We all know that Michigan motorists pay a ton of money for their auto
insurance. Our no-fault system in Michigan is the most generous in the
nation. It has worked well for several decades (since the early
1970s). However, it’s falling apart under its own weight.
The primary culprit with regard to sky rocketing auto insurance rates
are the increasing costs associated with the first party benefits.
These benefits, sometimes referred to as the no-fault benefits or
economic benefits, include unlimited medical coverage (and the related
fee for service reimbursement to medical providers) and reimbursement
for lost wages, attendant care and replacement services. The insurance
industry estimates that twenty years ago first party benefits
accounted for approximately 20% of the premium cost. Today, first
party benefits have doubled to 40% of the premium cost. As medical
costs increase, the cost of auto insurance will increase. Essentially,
Michigan auto insurance companies have become health insurance
companies. Despite the fact that most drivers are already paying for
their own health insurance.
Recently, an unlikely coalition of legislators and special interest
groups including the Michigan Chamber of Commerce, Urban League, Small
Business Association and legislators Virgil Smith (a Democrat) and
Alan Sanborn (a Republican) introduced an effort to reduce auto
insurance rates. Their proposal involves a $50,000 cap on no-fault
benefits. This approach is often referred to as “PIP Choice”. The same
approach that was roundly rejected (by a 30 point margin) in the early
90’s in two state wide voter initiatives. For many reasons, the
specific approach is misguided.
However, an approach that might accomplish the same result – lower
auto insurance rates in Michigan – has support from many important
stakeholders in this debate.
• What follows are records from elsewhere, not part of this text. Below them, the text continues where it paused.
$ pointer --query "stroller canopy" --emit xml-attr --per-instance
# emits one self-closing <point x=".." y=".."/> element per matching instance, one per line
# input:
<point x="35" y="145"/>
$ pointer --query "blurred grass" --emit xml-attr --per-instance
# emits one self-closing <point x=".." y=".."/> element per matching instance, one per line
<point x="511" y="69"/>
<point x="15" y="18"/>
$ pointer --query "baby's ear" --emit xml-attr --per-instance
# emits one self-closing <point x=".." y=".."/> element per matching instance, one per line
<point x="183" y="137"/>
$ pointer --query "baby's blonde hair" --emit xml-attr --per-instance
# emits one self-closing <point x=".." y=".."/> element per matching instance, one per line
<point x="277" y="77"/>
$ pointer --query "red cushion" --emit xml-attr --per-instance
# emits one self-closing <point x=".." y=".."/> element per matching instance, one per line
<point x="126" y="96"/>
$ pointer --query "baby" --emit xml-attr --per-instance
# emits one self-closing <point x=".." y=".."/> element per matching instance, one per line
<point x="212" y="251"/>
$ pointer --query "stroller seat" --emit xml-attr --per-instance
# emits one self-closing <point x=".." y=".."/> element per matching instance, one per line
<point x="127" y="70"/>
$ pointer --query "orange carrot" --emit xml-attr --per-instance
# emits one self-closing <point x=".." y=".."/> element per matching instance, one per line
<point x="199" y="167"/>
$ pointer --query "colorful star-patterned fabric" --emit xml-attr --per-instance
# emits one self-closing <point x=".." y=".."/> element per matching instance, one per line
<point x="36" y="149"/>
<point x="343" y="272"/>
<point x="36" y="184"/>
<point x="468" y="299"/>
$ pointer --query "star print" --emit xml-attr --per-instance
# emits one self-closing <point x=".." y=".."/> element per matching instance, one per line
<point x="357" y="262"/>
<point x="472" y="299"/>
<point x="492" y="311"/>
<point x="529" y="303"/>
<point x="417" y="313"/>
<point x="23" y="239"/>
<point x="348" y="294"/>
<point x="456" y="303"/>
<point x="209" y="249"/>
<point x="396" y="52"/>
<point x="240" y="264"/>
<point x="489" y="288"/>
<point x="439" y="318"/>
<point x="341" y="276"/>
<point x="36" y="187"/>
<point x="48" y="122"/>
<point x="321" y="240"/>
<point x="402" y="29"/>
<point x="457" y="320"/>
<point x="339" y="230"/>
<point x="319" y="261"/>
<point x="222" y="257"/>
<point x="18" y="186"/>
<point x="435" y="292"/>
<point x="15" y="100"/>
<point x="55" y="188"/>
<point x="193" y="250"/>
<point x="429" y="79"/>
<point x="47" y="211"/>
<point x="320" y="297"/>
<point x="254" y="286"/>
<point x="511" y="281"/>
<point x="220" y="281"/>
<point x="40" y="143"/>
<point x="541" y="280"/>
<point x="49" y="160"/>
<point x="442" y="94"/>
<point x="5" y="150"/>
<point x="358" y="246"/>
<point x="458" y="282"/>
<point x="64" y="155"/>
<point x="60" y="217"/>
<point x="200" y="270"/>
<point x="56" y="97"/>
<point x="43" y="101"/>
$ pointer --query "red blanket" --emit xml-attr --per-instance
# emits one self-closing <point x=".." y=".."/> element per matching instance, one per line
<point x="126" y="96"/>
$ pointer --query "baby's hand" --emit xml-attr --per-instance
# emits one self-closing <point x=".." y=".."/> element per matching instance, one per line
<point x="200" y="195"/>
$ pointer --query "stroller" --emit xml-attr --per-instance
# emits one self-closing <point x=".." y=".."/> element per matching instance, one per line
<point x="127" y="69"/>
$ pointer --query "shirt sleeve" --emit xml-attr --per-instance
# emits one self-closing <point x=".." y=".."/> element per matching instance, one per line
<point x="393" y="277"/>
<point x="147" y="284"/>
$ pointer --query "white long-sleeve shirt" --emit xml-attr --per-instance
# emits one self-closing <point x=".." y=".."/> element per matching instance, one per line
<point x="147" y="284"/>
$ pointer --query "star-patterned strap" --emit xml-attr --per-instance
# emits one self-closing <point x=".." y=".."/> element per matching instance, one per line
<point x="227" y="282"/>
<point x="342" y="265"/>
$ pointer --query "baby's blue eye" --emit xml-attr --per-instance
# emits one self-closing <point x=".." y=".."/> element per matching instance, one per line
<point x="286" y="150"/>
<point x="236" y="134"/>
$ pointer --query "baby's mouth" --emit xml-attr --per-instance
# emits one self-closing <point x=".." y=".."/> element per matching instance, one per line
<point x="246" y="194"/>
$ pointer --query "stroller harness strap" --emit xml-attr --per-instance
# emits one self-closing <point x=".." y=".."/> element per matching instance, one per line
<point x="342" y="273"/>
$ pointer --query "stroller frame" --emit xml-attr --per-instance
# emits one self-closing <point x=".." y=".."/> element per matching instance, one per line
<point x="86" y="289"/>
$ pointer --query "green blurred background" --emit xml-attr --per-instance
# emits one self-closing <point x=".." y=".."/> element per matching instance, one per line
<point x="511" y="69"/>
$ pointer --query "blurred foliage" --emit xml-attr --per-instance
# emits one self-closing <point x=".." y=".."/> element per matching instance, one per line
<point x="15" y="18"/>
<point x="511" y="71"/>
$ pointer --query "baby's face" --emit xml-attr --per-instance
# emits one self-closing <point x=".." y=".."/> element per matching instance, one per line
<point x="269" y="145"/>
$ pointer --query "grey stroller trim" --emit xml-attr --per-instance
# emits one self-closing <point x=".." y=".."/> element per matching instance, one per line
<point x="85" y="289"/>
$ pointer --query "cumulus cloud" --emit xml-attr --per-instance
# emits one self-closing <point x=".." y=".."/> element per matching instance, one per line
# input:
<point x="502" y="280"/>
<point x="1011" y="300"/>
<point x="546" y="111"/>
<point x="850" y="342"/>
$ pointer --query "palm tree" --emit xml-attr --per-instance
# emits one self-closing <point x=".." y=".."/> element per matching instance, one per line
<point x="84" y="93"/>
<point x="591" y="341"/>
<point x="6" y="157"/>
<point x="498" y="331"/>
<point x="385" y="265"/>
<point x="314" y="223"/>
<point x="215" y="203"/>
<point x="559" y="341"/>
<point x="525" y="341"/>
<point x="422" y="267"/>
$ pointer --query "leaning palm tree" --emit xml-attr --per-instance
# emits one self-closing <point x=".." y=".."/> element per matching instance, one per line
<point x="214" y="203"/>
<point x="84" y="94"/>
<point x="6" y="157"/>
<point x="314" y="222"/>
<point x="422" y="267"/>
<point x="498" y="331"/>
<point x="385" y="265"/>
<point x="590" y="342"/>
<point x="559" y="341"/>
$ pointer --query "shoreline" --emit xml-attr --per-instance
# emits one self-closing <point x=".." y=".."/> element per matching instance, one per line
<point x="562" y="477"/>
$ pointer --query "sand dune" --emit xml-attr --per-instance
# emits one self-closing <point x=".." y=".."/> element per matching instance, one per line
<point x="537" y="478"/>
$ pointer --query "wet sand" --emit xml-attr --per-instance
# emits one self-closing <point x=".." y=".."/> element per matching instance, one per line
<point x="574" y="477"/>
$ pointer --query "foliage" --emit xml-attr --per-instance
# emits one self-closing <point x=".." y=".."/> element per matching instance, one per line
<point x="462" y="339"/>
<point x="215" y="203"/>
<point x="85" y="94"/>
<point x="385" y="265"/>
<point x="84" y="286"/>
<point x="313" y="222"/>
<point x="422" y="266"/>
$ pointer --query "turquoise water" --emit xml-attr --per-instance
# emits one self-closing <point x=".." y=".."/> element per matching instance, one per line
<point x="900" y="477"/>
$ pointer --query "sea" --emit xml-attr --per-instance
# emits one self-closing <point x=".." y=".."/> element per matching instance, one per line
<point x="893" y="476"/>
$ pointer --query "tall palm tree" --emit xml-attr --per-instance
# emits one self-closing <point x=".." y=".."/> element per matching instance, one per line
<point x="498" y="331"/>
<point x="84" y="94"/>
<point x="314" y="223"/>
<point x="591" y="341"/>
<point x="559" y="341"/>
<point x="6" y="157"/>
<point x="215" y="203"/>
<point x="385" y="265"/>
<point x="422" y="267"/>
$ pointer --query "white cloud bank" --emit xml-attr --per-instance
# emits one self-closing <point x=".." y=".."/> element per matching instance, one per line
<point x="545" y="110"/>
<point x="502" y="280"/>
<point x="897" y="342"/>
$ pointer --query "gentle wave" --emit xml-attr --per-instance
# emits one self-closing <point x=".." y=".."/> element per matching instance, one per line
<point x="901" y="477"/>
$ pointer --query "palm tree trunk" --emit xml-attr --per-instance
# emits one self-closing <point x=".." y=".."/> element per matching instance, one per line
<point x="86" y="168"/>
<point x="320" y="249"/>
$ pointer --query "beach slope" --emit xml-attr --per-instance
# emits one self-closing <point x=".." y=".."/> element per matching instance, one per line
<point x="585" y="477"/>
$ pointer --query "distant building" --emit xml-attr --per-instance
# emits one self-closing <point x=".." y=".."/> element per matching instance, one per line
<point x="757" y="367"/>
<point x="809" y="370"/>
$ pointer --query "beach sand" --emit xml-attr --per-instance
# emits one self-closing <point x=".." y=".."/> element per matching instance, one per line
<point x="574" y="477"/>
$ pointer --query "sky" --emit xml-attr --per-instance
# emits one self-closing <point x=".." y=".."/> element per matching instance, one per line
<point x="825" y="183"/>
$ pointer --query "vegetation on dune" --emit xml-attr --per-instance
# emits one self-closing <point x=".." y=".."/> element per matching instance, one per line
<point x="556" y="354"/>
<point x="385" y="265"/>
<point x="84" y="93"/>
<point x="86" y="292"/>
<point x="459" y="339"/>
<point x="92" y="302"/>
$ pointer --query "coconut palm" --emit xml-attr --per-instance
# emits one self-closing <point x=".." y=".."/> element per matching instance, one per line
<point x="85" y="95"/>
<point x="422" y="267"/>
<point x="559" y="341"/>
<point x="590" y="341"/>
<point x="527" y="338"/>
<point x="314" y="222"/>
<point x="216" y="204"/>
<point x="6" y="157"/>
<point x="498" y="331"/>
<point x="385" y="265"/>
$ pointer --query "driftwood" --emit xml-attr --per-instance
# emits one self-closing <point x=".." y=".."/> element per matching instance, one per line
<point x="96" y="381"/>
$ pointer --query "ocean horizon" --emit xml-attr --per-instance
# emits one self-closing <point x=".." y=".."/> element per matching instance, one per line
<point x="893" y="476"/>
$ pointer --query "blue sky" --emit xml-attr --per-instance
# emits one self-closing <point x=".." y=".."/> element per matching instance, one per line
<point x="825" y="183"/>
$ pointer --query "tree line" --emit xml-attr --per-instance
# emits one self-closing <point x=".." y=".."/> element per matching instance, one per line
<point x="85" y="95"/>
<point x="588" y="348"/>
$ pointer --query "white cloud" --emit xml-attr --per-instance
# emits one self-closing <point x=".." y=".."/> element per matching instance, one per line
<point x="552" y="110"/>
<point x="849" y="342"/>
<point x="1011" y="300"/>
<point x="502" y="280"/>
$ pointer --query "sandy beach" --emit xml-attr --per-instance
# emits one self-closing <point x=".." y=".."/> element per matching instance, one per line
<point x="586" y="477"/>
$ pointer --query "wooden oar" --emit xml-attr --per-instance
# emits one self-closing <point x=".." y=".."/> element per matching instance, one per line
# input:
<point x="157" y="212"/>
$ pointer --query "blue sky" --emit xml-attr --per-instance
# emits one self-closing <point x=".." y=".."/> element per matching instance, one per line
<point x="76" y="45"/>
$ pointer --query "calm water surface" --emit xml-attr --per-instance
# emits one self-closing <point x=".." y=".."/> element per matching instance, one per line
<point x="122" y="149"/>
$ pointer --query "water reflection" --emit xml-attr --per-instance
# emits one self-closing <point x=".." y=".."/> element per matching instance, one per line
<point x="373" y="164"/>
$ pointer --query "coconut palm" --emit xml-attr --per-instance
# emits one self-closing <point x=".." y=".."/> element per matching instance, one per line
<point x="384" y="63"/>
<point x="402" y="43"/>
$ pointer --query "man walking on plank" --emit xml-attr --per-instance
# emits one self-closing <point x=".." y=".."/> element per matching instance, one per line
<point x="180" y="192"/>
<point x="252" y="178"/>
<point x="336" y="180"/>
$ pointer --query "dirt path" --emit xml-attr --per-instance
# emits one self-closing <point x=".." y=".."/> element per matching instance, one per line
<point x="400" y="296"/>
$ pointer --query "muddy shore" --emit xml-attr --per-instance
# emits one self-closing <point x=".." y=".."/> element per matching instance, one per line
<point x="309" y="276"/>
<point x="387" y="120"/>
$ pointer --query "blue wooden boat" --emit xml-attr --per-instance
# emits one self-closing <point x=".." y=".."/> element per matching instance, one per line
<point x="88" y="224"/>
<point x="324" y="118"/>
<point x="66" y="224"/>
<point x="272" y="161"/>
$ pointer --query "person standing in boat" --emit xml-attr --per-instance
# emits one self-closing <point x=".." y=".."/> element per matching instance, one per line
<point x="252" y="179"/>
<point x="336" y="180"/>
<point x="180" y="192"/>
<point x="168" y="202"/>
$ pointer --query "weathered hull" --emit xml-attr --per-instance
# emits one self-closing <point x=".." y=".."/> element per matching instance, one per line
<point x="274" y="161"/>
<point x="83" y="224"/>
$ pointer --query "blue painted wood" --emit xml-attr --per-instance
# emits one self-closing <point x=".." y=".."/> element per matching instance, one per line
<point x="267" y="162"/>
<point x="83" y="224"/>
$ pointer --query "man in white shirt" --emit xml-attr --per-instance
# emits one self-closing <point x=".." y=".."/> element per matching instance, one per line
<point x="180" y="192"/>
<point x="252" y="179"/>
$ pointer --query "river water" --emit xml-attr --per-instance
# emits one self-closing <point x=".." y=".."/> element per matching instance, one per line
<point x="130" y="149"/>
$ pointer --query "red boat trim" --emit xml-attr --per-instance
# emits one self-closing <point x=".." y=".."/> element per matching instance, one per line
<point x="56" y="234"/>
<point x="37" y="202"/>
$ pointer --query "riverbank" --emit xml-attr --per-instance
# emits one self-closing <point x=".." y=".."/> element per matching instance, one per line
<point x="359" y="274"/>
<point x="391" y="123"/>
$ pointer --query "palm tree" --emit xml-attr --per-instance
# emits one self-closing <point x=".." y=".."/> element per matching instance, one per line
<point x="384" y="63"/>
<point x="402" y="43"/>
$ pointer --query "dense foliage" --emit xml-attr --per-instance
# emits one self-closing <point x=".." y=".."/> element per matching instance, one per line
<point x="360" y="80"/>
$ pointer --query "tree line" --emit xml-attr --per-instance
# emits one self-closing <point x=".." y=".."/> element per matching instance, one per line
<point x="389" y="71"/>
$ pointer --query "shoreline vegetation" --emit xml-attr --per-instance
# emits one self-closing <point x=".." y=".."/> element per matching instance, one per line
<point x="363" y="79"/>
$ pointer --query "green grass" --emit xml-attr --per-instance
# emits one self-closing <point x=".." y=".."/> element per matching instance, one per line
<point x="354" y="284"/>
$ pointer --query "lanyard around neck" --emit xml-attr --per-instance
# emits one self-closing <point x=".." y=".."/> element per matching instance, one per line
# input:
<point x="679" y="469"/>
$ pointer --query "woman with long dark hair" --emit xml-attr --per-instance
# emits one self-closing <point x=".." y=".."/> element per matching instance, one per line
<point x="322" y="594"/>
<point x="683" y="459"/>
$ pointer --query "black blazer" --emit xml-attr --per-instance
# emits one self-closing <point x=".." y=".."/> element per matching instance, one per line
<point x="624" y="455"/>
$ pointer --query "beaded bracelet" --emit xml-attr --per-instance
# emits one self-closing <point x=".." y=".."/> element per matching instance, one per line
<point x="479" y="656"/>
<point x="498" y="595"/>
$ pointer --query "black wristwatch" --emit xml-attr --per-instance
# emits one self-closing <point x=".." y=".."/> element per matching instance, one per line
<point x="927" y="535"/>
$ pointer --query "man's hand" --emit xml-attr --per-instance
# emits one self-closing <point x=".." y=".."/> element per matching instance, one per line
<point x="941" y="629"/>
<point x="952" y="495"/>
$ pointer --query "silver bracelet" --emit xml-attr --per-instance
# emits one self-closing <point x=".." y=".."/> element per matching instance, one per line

This approach seeks to adopt a fee
schedule for medical providers that is identical to the worker’s
compensation fee schedule – a system that already works. Importantly,
this reimbursement approach is more generous than private insurance
(including Blue Cross and all HMOs).
An approach involving fee schedules would accomplish everyone’s
objective – lower auto insurance rates – without cutting off (read -
shifting the responsibility to the state…read – forcing Michigan
taxpayers to pick up the tab) catastrophically injured auto accident
victims when they blow through the $50,000 cap.